Because Cello is a superset of standard C, it is difficult to benchmark in an objective way. But either way I think it is fair to say that Cello is pretty fast. At best it is as fast as C, and at worst as fast as a JIT'd scripting language such as Java. For a more detailed look, all the benchmarking code is available on the Cello github repository.
As for actually optimising Cello programs - here are some broad statements about Cello's performance that are worth keeping in mind:
Using standard C for tight loops and numerical computations is going to give you very fast performance. This is both natural and easy due to how simple the Cello/C interop is. Similarly, just using Cello as a high level wrapper for the main objects or components in your program is going to incur practically no performance penalty over standard C. It is also worth remembering that all of the benchmarked C programs are also valid Cello programs.
Each time you call a Cello function such as new
or get
there is some
small overhead associated with it. The overhead associated with a Cello
function call is roughly 5-10 times that of a standard C function call - which
may sound bad but is actually pretty good if you consider
C++ virtual functions can be 2-7 times slower than standard C function calls.
The main issue, as with virtual function calls, is that Cello function calls
cannot be inlined by the compiler and so when calling Cello functions in a
tight loop this overhead can add up.
Because Cello's data structures are runtime polymorphic rather than compile time polymorphic, in general they will never be as fast as C++ stl structures, data structures from a C macro library such as klib, or even some unityped language's data structures. Even so, their performance is still pretty decent.
In this benchmark, Cello is only used here as a basic wrapper around the main objects such as the matrices. The actual multiplication is done in normal C and so is very fast. Scripting languages like Ruby and Python perform particularly badly here due to their slowness with arithmetic.
Similarly to the Matrix Multiplication benchmark, Cello is just used as a simple wrapper around the main objects used in the benchmarking program I.E the sudoku grid. Because all the heavy lifting is done in C the use of Cello incurs practically no overhead and performance is very similar to C.
As well as wrapping all the main objects, in this benchmark Cello techniques
are used wherever makes sense. For example foreach(b in bodies)
is used
instead of for(int i = 0; i < num_bodies; i++)
. The intention was to write
Cello code without concern for performance. In this case because using Cello
functions blocks the compiler from unrolling loops and inlining functions it is
somewhat slower than normal C implementation but still as fast as JITed
scripting languages.
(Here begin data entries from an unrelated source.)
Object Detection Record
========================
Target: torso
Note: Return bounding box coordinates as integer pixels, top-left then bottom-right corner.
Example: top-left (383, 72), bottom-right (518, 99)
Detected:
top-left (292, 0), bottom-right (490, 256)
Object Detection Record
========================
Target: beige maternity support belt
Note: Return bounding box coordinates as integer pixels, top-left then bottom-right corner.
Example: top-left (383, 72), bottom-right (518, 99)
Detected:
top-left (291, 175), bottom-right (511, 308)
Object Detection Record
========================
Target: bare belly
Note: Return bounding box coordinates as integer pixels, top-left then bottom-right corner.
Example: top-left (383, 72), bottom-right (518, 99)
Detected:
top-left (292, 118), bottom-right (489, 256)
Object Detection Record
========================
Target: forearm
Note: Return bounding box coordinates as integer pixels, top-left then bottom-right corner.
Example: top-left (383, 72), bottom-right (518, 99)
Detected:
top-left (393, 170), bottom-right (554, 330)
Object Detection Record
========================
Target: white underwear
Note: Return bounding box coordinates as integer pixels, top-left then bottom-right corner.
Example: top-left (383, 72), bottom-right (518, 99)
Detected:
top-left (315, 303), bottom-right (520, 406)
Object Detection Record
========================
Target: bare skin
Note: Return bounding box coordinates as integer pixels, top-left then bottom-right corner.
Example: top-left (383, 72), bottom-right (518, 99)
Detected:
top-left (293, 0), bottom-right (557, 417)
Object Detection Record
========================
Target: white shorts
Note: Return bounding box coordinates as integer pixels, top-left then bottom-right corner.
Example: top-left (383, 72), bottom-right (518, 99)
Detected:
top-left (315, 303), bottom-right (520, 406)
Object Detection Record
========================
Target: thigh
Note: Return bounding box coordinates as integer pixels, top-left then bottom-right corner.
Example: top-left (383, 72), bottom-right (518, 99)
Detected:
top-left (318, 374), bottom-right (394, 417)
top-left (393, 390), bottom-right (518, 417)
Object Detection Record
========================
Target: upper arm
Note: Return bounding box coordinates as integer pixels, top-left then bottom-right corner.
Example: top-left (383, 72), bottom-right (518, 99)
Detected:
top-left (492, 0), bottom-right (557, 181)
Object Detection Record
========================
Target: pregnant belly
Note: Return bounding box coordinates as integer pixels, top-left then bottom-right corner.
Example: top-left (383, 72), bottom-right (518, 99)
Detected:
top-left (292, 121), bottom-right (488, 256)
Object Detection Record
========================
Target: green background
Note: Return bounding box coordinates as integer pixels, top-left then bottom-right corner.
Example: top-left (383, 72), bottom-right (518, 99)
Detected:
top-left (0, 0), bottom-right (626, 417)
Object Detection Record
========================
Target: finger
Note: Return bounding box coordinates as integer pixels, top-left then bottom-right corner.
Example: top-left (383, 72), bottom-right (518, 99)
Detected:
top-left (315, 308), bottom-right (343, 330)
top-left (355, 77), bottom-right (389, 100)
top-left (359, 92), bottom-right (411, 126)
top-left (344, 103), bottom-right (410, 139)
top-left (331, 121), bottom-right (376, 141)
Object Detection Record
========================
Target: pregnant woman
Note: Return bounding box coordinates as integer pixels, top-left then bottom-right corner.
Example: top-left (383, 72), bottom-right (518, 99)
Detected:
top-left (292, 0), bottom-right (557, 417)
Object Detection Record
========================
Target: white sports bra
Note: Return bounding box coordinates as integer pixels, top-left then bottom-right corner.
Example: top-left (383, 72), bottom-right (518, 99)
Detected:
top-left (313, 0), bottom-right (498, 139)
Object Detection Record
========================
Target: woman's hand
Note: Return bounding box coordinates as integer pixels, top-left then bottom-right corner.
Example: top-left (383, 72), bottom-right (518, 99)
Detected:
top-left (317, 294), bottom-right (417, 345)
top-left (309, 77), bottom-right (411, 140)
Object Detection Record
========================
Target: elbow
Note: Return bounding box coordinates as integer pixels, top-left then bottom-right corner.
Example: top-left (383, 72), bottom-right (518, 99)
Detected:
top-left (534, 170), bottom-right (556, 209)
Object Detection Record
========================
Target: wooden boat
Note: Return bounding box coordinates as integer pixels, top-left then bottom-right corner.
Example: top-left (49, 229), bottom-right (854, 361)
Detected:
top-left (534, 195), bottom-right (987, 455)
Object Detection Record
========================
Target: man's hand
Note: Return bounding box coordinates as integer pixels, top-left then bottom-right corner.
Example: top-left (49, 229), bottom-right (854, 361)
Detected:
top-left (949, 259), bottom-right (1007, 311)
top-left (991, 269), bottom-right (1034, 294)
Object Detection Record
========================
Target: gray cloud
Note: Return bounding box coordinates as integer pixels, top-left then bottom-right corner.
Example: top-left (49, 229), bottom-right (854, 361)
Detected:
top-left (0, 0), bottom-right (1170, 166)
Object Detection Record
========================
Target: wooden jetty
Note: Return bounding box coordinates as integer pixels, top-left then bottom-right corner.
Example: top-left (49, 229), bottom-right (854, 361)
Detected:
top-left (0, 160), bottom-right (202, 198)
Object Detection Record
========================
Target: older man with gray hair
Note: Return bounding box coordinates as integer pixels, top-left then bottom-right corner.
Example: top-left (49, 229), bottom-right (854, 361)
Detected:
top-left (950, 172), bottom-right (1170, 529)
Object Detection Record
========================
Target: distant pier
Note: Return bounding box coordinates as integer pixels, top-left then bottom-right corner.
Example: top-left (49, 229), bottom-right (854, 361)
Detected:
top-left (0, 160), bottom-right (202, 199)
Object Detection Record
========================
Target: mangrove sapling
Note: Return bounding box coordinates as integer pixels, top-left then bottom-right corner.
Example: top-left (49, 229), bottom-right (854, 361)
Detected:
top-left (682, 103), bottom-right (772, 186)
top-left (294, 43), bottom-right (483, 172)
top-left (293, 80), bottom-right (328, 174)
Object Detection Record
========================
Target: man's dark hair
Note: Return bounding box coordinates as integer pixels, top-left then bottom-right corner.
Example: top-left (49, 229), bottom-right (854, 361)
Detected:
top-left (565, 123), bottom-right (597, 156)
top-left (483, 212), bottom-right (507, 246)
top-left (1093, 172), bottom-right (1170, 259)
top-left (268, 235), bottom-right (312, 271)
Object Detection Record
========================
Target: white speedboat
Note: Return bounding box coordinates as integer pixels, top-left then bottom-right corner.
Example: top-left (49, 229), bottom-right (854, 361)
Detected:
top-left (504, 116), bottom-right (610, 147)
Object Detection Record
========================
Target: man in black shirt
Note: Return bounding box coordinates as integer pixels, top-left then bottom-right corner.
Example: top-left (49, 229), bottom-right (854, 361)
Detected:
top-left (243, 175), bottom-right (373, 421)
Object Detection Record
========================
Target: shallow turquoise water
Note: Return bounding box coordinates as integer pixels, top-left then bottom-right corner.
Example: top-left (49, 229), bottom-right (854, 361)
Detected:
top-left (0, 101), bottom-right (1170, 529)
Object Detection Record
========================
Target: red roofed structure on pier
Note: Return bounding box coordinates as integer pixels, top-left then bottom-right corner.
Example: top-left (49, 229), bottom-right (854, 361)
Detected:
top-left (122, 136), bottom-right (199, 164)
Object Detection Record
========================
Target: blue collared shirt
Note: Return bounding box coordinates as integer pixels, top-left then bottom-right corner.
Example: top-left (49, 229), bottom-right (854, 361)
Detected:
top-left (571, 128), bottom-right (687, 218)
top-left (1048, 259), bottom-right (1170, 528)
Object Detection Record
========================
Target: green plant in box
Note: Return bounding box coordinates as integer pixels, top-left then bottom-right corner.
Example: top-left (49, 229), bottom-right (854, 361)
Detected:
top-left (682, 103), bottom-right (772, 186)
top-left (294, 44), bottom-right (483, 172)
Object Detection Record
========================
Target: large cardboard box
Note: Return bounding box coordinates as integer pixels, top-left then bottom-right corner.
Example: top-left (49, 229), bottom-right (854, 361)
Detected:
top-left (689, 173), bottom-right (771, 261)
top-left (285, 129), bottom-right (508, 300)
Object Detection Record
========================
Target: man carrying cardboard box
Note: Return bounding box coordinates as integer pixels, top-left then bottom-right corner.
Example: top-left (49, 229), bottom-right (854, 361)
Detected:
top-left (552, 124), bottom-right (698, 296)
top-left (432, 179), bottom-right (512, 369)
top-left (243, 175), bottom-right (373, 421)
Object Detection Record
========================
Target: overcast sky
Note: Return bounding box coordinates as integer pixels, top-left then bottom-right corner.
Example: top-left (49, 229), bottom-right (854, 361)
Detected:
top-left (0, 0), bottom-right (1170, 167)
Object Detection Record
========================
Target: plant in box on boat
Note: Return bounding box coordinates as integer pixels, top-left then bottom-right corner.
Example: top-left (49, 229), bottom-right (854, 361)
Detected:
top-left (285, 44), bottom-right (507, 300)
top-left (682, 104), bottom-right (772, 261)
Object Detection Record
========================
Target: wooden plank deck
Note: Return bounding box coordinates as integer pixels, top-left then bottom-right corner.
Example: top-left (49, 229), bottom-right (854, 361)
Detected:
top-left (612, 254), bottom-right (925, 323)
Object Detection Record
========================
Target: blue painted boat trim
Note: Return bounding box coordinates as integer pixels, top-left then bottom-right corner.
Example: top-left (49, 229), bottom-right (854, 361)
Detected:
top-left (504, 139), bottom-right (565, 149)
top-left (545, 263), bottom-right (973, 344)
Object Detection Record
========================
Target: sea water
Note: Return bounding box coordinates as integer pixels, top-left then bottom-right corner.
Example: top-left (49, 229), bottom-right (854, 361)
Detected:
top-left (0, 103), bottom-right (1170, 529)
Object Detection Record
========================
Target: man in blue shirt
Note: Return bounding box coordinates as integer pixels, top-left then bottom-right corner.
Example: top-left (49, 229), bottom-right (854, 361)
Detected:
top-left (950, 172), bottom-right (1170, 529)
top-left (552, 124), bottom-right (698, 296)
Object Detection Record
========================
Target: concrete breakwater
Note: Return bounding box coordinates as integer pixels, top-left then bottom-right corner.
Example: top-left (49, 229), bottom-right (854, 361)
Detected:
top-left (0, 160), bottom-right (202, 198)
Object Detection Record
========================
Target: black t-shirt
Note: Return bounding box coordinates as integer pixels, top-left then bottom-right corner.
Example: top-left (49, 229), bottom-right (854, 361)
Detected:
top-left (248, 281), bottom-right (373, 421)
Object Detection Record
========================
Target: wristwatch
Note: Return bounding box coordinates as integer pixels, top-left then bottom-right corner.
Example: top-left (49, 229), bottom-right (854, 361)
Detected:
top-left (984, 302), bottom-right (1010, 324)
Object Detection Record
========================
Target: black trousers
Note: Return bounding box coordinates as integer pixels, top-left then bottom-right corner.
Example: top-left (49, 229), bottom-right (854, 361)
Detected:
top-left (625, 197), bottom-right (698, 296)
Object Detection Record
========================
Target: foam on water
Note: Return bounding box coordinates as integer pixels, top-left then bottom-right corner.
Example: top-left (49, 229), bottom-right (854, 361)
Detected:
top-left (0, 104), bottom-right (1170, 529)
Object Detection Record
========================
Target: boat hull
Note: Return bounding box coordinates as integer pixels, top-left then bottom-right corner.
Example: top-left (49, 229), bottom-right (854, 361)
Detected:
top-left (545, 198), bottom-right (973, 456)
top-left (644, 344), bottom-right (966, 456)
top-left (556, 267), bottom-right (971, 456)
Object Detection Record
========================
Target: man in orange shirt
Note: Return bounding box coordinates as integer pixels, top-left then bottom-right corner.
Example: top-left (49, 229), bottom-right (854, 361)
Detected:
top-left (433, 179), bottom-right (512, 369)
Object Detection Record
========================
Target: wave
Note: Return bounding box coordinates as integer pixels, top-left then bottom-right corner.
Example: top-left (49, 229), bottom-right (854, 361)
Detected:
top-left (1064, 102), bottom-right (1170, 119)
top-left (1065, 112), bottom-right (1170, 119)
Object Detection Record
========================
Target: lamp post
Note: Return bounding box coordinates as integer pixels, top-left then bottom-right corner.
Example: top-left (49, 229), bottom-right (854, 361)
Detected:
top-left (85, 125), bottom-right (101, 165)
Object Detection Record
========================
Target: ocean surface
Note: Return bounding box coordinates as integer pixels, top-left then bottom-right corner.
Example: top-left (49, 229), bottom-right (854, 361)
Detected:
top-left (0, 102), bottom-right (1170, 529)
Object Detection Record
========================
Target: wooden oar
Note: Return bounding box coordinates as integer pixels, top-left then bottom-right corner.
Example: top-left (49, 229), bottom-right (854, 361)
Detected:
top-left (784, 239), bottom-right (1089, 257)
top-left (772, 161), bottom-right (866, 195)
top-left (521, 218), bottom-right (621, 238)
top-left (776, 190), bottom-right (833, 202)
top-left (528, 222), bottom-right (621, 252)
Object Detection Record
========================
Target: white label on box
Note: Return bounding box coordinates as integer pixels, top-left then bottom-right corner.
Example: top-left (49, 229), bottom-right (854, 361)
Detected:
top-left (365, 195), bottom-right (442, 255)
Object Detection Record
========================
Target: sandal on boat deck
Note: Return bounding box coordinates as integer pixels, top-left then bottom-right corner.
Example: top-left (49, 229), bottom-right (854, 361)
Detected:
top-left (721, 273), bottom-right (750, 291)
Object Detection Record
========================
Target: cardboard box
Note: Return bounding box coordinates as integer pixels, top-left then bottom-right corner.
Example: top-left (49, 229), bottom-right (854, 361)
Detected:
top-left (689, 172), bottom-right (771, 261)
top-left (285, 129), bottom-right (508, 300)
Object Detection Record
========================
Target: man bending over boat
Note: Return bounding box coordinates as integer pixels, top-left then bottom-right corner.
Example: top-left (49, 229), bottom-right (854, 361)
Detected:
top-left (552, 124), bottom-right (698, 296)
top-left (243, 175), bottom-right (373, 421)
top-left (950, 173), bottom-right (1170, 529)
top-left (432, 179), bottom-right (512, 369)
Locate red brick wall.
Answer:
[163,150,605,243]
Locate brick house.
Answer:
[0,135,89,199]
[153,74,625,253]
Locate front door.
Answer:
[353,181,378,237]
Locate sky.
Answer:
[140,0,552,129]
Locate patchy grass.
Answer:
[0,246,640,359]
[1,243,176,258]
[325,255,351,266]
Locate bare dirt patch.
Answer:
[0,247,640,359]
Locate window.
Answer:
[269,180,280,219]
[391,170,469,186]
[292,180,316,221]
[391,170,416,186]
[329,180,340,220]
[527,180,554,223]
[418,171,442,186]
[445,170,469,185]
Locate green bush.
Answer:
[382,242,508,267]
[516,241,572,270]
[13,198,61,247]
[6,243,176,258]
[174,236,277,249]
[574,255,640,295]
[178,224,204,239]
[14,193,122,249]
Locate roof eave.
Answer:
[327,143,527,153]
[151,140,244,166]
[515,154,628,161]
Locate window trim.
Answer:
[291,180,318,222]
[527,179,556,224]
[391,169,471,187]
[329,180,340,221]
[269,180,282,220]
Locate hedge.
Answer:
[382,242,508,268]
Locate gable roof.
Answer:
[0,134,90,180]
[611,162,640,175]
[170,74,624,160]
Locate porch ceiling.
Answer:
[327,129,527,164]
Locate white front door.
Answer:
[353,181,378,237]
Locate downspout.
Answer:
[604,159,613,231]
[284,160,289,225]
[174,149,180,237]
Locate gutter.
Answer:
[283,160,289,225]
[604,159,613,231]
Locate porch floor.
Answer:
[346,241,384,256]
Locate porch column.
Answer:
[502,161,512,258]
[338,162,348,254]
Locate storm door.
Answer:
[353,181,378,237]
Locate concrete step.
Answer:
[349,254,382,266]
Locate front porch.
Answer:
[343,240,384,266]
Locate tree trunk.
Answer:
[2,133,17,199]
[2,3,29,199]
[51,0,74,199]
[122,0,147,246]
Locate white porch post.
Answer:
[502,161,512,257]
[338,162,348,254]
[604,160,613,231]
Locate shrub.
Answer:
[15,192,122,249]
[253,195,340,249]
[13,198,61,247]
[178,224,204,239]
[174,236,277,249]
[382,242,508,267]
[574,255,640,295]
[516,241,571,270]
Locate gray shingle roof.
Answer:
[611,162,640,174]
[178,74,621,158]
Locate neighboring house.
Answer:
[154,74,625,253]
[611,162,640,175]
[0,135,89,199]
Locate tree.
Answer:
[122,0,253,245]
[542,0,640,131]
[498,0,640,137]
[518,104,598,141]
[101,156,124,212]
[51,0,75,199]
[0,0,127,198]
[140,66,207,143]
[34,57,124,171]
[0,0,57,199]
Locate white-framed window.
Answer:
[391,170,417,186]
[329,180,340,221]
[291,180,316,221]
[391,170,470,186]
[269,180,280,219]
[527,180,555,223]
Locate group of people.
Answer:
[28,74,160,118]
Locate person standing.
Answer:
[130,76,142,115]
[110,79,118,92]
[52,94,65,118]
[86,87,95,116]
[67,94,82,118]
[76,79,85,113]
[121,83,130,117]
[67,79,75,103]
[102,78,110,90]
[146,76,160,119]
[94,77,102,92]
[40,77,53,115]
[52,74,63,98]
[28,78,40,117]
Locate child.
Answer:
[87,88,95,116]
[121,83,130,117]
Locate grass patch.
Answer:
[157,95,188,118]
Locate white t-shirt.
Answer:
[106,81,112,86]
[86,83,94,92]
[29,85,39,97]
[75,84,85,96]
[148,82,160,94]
This benchmark shows the overhead of using
idomatic Cello even for performance critical sections of the code.
This benchmark shows the use of the Table
structure in Cello as compared to
other language's hashtable implementations. In C the klib
library is used and
in C++ std::unordered_map
is used. Scripting languages tend to use optimised
C implementations of hashtables and so all of the languages perform fairly
evenly. Cello is a little slower than some of the others due to the runtime
polymorphism.
This benchmark shows the use of the Map
structure in Cello as compared to
other language's balanced binary tree implementations (typically red-black
trees). In C the klib
library is used and in C++ std::map
is used. Python
and Lua are particularly slow in this benchmark because non-C implementations
are used. Ruby uses an C implementation wrapped for Ruby objects and so is
somewhat faster. Cello achieves performance similar to Java.
This benchmark shows the use of the Array
structure in Cello as compared to
other language's arrays. In C an adaption of the klib
vector is used. In C++
std::vector
is used. Cello's array implementation here is slower than
standard C/C++ due to being runtime polymorphic, but stays competitive with
scripting language implementations.
Lua performs very poorly because it's array type is implemented as a hash-table so many operations are much slower on it.
In this benchmark many objects are allocated at different stack depths. This is intended to measure a language's Garbage Collection performance. For the C/C++ benchmarks the memory is managed manually.
Cello's Garbage Collection is pretty slow compared to the incredible Java Garbage Collector, but still runs about as fast as the Javascript Garbage Collector. For interpreted scripting languages the Garbage Collection costs may be high but it is hard to tell as the whole thing may be swamped by the overhead of creating new objects. It is also worth mentioning that by manually managing memory Cello achieves performance much closer to C/C++.